Rock music club in Moscow, Russia

The Moscow Rock Laboratory (Московская рок-лаборатория; 1986–1992) was an officially sanctioned rock club in Moscow that promoted and controlled the activities of Soviet rock musicians who did not belong to state concert organizations.

== History ==
The Moscow Rock Laboratory was established on October 23, 1985. The laboratory's headquarters were in the Unified Scientific and Methodological Center of the Main Department of Culture of the Executive Committee of the Moscow City Council (Единый научно-методический центр Главного управления культуры исполкома Моссовета). The club was founded by order of Viktor Grishin, then the First Secretary of the Moscow party committee of the CPSU. The Rock Laboratory was set up with the help and support of the local Komsomol.

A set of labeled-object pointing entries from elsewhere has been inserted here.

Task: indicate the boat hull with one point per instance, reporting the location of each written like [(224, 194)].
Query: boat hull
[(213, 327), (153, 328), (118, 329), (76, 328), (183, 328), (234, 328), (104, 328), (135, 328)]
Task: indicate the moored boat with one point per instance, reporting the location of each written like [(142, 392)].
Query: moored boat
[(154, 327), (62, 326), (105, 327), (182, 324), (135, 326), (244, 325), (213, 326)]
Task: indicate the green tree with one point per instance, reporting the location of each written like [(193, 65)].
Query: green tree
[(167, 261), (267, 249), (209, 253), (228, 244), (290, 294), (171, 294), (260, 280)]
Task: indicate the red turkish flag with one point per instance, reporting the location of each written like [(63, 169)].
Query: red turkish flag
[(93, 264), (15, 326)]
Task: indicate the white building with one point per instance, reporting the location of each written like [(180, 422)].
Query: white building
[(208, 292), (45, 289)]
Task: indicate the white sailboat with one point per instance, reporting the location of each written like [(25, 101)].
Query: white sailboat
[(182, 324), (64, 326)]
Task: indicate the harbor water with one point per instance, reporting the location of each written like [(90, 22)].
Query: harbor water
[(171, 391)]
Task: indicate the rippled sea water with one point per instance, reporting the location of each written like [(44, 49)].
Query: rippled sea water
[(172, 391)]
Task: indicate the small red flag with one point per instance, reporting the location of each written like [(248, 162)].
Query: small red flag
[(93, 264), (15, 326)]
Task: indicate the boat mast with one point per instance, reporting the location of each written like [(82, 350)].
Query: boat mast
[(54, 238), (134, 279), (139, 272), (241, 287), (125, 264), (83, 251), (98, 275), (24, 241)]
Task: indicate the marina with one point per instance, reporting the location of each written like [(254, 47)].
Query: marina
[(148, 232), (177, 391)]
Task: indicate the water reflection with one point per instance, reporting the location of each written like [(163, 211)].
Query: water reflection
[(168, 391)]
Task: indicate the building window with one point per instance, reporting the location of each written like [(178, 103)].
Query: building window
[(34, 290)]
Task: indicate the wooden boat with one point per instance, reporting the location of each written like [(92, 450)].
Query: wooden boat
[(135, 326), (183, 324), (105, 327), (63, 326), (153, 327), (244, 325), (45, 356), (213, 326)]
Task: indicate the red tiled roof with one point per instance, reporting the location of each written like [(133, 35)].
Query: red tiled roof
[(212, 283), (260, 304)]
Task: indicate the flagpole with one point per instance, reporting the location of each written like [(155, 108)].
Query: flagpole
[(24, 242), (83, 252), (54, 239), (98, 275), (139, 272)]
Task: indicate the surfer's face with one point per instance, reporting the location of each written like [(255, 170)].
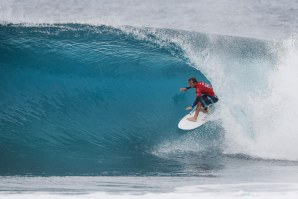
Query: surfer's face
[(191, 83)]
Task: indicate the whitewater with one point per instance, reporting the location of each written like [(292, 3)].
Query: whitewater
[(90, 101)]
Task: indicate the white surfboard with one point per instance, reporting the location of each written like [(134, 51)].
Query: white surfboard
[(185, 124)]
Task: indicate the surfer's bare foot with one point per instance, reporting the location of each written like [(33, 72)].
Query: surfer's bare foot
[(192, 119)]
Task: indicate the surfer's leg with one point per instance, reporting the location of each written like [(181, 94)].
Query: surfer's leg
[(195, 117)]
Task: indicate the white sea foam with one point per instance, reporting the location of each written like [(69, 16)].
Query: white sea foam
[(261, 19)]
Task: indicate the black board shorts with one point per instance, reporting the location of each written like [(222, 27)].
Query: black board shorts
[(207, 100)]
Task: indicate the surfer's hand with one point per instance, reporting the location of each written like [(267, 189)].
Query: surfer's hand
[(183, 89), (188, 108)]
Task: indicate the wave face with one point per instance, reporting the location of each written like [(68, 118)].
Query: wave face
[(84, 100)]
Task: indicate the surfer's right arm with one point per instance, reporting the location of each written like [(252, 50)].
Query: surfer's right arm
[(184, 89)]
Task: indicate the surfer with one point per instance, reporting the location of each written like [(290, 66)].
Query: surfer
[(205, 96)]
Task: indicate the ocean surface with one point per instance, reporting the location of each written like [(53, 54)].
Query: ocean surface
[(90, 101)]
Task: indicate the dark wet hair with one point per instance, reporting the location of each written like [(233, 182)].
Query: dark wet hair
[(193, 79)]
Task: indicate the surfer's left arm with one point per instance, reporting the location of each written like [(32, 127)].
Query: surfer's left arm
[(184, 89)]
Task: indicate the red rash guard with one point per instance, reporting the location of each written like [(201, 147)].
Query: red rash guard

The Moscow Rock Laboratory's first director was Bulat Musurmankulov. Olga Opryatnaya was the laboratory's second director. Artemy Troitsky was elected to the governing board of the Rock Club. The artistic council, which was responsible for accepting new groups into the laboratory, also included Pyotr Mamonov, Aleksandr Lipnitsky, and Vasily Shumov.

The Moscow Rock Laboratory closed in 1992. The services the rock laboratory provided to musicians had become less essential and more difficult to maintain due to the political and economic changes of the late 1980s and early 1990s.

In 2015, a concert to celebrate the 30th anniversary of the founding of the Moscow Rock Laboratory was held at Yotaspace in Moscow.

== Activities ==
The Moscow Rock Laboratory provided non-professional rock musicians a place to rehearse, give concerts, and record albums, under the supervision of the authorities. The laboratory provided sound and light equipment and amplifiers, organized shows, and handled publicity for its members. Since Moscow Rock Laboratory bands were officially considered "amateurs", they were not paid for their concerts.

Aleksandr Ageev's recording studio, Kolokol (Колокол), operated from the Moscow Rock Laboratory until the laboratory's closure in 1992.

The first Rock Lab Festival took place in January 1986 in the hall of a House Of Culture. Performers at the festival included Bravo («Браво»), Centre («Центр»), Zvuki Mu («Звуки Му»), Nikolai Kopernik («Николай Коперник»), and Nochnoy Prospekt («Ночной проспект»). The laboratory regularly held festival called the Festival of Hopes (Фестиваль надежд).

Groups from other cities performed in Moscow at the invitation of the rock laboratory.

The Cheryomukha-92 («Черёмуха-92») festival was the last event organized by the Moscow Rock Laboratory before its closure.

== Members ==
The laboratory held regular auditions for new groups. The artistic council would listen to 10–12 groups and select four or five to become members.

As of 1987, about 100 bands were members of the Moscow Rock Laboratory. The members of the rock laboratory included Brigada S («Бригада С»), Krematoriy («Крематорий»), Bravo («Браво»), Centre («Центр»), Alyans («Альянс»), Nochnoy Prospekt («Ночной проспект»), Vyezhlivy Otkaz («Вежливый отказ»), Chorny Obelisk («Чёрный обелиск»), Korroziya Metalla («Коррозия металла»), and Chudo-Yudo («Чудо-юдо»).